It's okay if you don't know where you're going. None of us do. This is for anyone who had a plan, that isn't going to plan. I'm here to reassure you, that most of the time, things don't go to plan. The biggest lesson I've learned having lived twenty-four years; is that we can plan for the future all we want, but when it comes down to it, the universe or God in my case is the ultimate decider of things.

Trust me. This was a freaking difficult lesson to learn, I mean-I went from wanting to be a lawyer to working in digital marketing. Things change, people, grow, and I'm guessing God wanted me to work in an industry that allowed me more creative freedom.

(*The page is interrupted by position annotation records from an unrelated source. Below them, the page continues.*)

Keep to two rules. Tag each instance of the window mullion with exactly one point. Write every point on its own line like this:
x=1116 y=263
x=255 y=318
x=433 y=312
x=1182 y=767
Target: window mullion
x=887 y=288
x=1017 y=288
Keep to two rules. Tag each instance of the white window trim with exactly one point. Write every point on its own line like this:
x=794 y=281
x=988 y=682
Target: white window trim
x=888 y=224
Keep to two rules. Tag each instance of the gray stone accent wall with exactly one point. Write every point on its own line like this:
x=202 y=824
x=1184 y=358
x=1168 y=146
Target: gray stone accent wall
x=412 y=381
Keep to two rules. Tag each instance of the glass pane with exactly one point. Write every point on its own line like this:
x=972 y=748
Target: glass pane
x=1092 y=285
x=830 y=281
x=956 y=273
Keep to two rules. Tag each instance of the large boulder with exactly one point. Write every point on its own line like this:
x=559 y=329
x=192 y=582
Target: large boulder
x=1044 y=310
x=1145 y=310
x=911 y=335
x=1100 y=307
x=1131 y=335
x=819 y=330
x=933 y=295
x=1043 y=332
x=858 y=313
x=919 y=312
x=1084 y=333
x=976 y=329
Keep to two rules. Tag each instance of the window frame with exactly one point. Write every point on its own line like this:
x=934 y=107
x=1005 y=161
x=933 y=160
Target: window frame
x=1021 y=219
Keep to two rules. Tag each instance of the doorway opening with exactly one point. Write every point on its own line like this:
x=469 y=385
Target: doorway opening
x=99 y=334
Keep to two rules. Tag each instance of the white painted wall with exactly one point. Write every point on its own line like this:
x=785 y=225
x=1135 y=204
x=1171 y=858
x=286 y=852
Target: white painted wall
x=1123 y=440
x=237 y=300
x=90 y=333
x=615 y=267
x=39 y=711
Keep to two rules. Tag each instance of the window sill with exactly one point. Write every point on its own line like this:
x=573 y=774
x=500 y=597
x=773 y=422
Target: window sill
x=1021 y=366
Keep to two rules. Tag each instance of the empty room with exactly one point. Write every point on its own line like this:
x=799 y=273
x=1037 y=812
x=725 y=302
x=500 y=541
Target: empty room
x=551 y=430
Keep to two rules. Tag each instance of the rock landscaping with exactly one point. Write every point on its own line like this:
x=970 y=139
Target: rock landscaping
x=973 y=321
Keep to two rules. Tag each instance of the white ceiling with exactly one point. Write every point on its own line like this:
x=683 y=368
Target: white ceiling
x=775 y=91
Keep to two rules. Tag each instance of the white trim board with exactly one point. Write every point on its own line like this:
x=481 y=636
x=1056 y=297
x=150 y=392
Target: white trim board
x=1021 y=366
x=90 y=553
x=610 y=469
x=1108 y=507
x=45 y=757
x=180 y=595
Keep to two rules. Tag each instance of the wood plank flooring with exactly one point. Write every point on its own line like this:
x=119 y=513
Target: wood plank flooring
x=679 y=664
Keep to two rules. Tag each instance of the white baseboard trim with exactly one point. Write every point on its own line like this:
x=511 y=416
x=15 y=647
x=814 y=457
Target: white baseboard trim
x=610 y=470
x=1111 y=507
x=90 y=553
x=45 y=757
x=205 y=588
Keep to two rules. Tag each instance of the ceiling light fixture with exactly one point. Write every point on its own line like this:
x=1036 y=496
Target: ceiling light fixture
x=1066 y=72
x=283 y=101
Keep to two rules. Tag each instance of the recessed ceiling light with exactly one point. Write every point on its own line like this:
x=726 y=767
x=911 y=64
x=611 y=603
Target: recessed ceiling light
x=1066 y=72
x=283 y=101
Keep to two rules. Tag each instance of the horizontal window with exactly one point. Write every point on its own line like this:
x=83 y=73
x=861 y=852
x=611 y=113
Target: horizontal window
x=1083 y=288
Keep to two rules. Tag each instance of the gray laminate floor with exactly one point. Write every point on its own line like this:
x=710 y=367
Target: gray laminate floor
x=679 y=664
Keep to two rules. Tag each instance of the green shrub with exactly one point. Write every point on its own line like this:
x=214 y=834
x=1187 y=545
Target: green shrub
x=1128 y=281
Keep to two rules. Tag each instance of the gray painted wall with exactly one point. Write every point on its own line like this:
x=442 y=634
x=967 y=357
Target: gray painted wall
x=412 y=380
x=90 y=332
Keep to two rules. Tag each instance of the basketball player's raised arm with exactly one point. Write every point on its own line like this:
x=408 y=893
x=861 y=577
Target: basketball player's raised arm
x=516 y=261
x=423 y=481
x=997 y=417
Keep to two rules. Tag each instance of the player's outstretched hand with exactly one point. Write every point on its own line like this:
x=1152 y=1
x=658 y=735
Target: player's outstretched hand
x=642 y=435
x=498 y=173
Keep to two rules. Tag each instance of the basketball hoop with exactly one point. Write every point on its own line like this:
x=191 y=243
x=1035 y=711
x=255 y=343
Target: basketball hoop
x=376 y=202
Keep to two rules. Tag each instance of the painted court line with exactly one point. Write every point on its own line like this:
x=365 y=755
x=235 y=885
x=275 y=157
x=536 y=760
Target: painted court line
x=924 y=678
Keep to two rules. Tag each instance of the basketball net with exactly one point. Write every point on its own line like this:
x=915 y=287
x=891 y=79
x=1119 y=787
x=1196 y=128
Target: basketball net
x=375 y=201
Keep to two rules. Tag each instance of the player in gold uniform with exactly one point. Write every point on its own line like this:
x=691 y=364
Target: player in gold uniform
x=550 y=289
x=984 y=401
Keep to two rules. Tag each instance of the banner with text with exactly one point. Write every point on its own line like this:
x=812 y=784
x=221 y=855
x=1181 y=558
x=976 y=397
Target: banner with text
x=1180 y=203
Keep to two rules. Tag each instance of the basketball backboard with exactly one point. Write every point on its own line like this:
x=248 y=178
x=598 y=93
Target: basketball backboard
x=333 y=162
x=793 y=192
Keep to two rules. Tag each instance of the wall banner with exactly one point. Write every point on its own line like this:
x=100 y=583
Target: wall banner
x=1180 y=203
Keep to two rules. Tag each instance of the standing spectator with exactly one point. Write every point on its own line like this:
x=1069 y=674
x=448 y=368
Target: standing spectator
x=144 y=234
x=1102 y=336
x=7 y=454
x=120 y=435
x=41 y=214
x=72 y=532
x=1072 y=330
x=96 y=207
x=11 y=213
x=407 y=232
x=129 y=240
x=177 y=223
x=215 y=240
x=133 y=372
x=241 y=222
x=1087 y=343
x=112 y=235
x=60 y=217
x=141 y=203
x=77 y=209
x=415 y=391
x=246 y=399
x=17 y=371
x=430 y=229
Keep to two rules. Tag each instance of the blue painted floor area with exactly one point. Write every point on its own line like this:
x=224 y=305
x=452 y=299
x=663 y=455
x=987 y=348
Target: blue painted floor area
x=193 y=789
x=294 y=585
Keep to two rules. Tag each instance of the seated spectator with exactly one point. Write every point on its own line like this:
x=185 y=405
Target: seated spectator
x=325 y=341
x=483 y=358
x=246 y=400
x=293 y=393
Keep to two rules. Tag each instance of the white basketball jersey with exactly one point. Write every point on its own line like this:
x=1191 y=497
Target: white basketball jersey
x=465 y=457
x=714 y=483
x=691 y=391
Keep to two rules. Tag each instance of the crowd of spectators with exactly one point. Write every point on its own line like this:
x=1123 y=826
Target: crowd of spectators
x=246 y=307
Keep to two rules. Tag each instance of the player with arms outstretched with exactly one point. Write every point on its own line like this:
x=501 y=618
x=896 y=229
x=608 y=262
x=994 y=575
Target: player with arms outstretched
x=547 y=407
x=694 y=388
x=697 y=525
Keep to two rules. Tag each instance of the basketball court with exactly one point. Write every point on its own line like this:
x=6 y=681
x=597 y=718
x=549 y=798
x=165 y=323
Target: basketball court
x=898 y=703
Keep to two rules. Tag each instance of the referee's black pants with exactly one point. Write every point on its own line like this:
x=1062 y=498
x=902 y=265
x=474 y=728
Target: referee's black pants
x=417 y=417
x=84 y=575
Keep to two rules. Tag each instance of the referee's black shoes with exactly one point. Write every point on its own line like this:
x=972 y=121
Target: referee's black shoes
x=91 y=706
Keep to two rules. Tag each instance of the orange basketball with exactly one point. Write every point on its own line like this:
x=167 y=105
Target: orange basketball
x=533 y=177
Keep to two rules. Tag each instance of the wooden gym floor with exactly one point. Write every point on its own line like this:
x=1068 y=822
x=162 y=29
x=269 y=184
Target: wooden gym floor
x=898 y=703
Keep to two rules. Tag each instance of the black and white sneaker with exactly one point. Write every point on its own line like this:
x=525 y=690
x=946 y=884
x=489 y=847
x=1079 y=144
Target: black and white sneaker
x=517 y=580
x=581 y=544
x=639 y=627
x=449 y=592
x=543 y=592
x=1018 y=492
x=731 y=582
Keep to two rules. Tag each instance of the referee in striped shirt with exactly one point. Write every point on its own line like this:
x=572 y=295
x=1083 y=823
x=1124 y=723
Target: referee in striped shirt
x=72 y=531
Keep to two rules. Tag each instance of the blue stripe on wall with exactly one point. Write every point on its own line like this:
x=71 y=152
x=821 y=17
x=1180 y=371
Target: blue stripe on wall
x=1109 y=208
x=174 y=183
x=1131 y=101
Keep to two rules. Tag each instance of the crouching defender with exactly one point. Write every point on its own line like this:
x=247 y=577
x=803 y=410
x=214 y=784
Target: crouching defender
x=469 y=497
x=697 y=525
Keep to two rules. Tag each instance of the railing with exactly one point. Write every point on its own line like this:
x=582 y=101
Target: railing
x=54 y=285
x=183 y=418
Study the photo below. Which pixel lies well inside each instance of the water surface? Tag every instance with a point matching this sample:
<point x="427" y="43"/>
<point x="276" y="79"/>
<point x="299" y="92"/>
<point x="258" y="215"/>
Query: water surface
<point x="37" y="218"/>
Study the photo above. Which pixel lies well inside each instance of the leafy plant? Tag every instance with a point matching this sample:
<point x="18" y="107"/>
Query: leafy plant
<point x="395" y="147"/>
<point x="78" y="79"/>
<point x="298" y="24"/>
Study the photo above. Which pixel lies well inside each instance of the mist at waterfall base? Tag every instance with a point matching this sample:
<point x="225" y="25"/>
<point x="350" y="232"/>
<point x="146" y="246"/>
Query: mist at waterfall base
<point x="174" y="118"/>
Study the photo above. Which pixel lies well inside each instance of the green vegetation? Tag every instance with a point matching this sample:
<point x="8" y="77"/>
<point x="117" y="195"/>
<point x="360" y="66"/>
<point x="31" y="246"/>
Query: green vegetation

Lately, I've been wondering why God would put me in certain situations, just to take them away?

The scariest thing about being an adult, is looking at your peers succeed and wondering why you haven't reached that stage in life yet? Why am I not on this salary? Why can't I have those same opportunities and experiences? Again, I can hear my peers at church saying that "comparison is the biggest thief of joy". It's true, but I don't like to think of it like that; when I'm going through a rocky road.

Looks can be deceiving because I couldn't count how many people I've spoken to who are struggling. We live in a society where looking like you have your shit together, is favoured over the deep cries for help. I will remind you again. Most people who look like they've got their shit together, probably don't; and are probably crying for someone to come to their refuge.